Sedangkan asas legalitas dalam KUHP hanya mengakui sumber hukum tertulis yaitu undang-undang, di mana undang-undang untuk menentukan suatu Sedangkan asas legalitas dalam KUHP hanya mengakui sumber hukum tertulis yaitu undang-undang, di mana undang-undang untuk menentukan suatu

b. Penafsiran secara analogi oleh asas legalitas dalam hukum pidana Islam diperbolehkan hal ini dikuatkan oleh riwayat dari Nabi Muhammad sendiri dengan riwayat pada waktu bertanya kepada sahabat Mu’az “Dengan apa engkau memutus suatu perkara?”jawabanya “dengan Al Quran; kalau tidak saya dapati dengan Al Hadis, dan kalau tiak saya dapati dengan maka saya berijtihan dengan akal fikiran saya, dan Rasul membenarkannya (Ahmad Hanafi, 1967 : 34). Dimana dalam penggunaan akal pikiran untuk menemukan hukum salah satunya dengan menggunakan penafsiran secara analogi, sehingga penyelesaian suatu kasus mudah.

Sedangkan asas legalitas dalam KUHP penafsiran secara analogi tidak diperbolehkan yang merupakan konsekuensi asas legalitas dalam KUHP yang menyatakan undang-undang harus dirumuskan dalam undang-undang sehingga bila meggunakan penafsiran secara analogi akan menimbulkan suatu tindak pidana baru tanpa adanya undang-undang dan hakim akan sewenang-wenang dalam mejatuhkan hukuman kepada seseorang. Penafsiran secara analogi merupakan scara untuk menemukan hukum dengan tidak diperbolehkan maka menyulitkan dalam menyelesaikan suatu kasus karena undang-undang memiliki keterbatasan hal ini sesuai pendapat Scholten yaitu “suatu yang khayal apabila orang beanggapan bahwa undang-undang itu telah mengatur segalanya secara tuntas” (Eddy, 2009 : 55).

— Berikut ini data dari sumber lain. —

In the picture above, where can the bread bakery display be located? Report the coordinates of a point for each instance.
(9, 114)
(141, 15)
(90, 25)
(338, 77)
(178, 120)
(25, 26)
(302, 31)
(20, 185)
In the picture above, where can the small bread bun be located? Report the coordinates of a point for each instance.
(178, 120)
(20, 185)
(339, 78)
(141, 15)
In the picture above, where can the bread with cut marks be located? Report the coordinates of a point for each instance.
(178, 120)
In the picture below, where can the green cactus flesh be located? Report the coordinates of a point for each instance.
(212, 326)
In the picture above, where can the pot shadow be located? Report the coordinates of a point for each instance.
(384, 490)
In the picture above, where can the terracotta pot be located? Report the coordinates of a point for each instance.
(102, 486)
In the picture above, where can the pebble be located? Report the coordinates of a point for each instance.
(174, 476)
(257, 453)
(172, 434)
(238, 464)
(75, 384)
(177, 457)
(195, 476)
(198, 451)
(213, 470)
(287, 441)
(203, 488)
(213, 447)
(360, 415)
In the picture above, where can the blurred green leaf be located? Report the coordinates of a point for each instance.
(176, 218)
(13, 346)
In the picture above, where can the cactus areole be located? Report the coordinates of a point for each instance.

c. Asas legalitas dalam hukum pidana Islam ada istilah subyek hukum yang disebut mukallaf dimana salah satu syarat mukallaf sendiri harus memahami aturan hukum sehingga dapat diketahui bahwa mukallaf harus tahu mengenai aturan hukum/nash tersebut, salah satu cara agar mukallaf tahu melalui penyampaian hukum maka mukallaf maka bila mukallaf belum tahu hukumnya belum bisa dimintai pertanggung jawaban.

Sedangkan dengan asas legalitas dalam KUHP tidak ada istilah subyek hukum hanya menyangkut perbuatan saja dimana bila perbuatan sudah diatur dalam undang-undang semua orang dianggap tahu dan dalam penjatuhan hukuman tidak memperdulikan seseorang tahu atau tidak hukumnya bila sudah tercantum dalam undang-undang dianggap tahu.

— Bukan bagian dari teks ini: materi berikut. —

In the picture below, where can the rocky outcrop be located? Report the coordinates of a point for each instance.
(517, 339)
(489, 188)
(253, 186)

d. Dalam tujuan asas legalitas dalam hukum pidana Islam dimana mengacu kepada Rasul sebagai rahmat seluruh alam dimana hukum yang dijelaskan oleh Rasulullah memiliki tujuan sebagai mana seperti tujuan hukum Islam lebih khususnya hukum pidana Islam yang menurut Abu Ishaq Al Shabiti yaitu memelihara :

1) keturunan dengan dilarangnya zina yang tertuang dalam surat Al-Isra’ ayat 32 yang artinya “Dan janganlah kamu mendekati zina;(zina) itu sungguh suatu perbuatan yang keji, dan suatu jalan yang buruk (Departemen Agama RI, 2002 : 388),

2) harta dengan dilarangnya mencuri hal ini ditegaskan pelarangan dan hukumnya dalam surat Al-Maidah ayat 151 yang artinya “Adapun orang laki-laki maupun perempuan yang mencuri, potonglah tangan keduanya (sebagai) balasan atas perbuatan yang mereka lakukan sebagai siksaan dari Allah. Dan Allah Mahaperkasa, Maha bijaksana” (Departemen Agama RI, 2002 : 151),

3) akal dengan dilarangnya mabuk/minum-minuman keras hal ini ditegaskan dalam Al Hadis dari Ibnu Umar. Bahwa Rasulullah bersabda setiap yang memabukkan adalah arak dan setiap yang memabukkan adalah haram (HR. Muslim),

4) jiwa dengan dilarangnya membunuh dan menganiaya hal ini ditegaskan dalam surat Al-Maidah ayat 45 yang artinya :

“Kami telah menetapkan bagi mereka di dalamnya (Taurat) bahwa nyawa (dibalas) dengan nyawa, mata dengan mata, hidung dengan hidung, telinga dengan telinga, gigi dengan gigi, dan luka-luka (pun) ada qisasnya (balasan yang sama) (Departemen Agama RI, 2002 : 153),

5) agama untuk menjaganya maka denagan adanya surat An-Nahl ayat 106 yang artinya “Barang siapa yang kafir kepada Allah setelah dia beriman (dia mendapat kemurkaan Allah)…” (Departemen Agama RI, 2002 : 380).

Sedangkan tujuan asas legalitas dalam KUHP hanya untuk membatasi kekuasaan kehakiman dalam menerapkan hukum agar tidak timbul kesewenang- wenangan, dan menjamin hak asasi manusia yaitu tidak diberlakukan undang- undang yang berlaku surut.